Indonesia memang lepas dari krisis global yang baru terjadi, namun hadangan ekonomi ke depan dan kondisi ekonomi global saat ini bisa membawa bangsa ini ke jurang kehancuran yang lebih parah daripada krisis 1998, katanya.
Kasus ini menurut dia telah mengakibatkan pemerintah maupun DPR tidak lagi fokus akan beban dan tantangan ke depan yang seharusnya dipersiapkan dengan baik.
Saat ini, ujar Aviliani, tantangan ekonomi terberat yang harus dihadapi Indonesia adalah `buble economy` yang bisa pecah kapan saja karena uang yang masuk ke Indonesia sifatnya hanya `short term` dan sama sekali tidak diinvestasikan dalam saham `go public` perusahaan, `right issue` dan sebagainya.

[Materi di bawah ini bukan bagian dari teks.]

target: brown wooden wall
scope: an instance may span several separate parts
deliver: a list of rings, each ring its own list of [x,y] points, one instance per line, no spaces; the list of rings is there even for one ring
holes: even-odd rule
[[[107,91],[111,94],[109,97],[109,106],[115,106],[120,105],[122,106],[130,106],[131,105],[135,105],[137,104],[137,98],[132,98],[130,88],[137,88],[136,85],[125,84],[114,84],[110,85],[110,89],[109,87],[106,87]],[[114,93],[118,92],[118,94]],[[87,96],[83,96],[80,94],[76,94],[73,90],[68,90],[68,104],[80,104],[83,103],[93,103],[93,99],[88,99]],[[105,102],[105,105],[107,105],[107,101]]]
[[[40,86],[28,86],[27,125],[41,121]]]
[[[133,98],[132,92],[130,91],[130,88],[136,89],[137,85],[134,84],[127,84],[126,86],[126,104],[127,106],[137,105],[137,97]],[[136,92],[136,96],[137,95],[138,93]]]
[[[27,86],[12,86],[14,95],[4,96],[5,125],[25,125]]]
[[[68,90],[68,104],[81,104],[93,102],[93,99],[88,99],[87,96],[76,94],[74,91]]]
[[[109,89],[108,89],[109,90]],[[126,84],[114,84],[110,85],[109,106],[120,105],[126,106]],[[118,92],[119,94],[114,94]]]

Yang terjadi, katanya, hanyalah kapitalisasi uang atau uang dijadikan uang. Sementara dana yang masuk ke obligasi pemerintah sifatnya hanya untuk menutupi anggaran.
"Jika instrumen-instrumen seperti JPSK dan OJK tidak disiapkan dari sekarang, maka bukan tidak mungkin jika krisis terjadi hasilnya akan jauh lebih parah dibandingkan tahun 1998," katanya.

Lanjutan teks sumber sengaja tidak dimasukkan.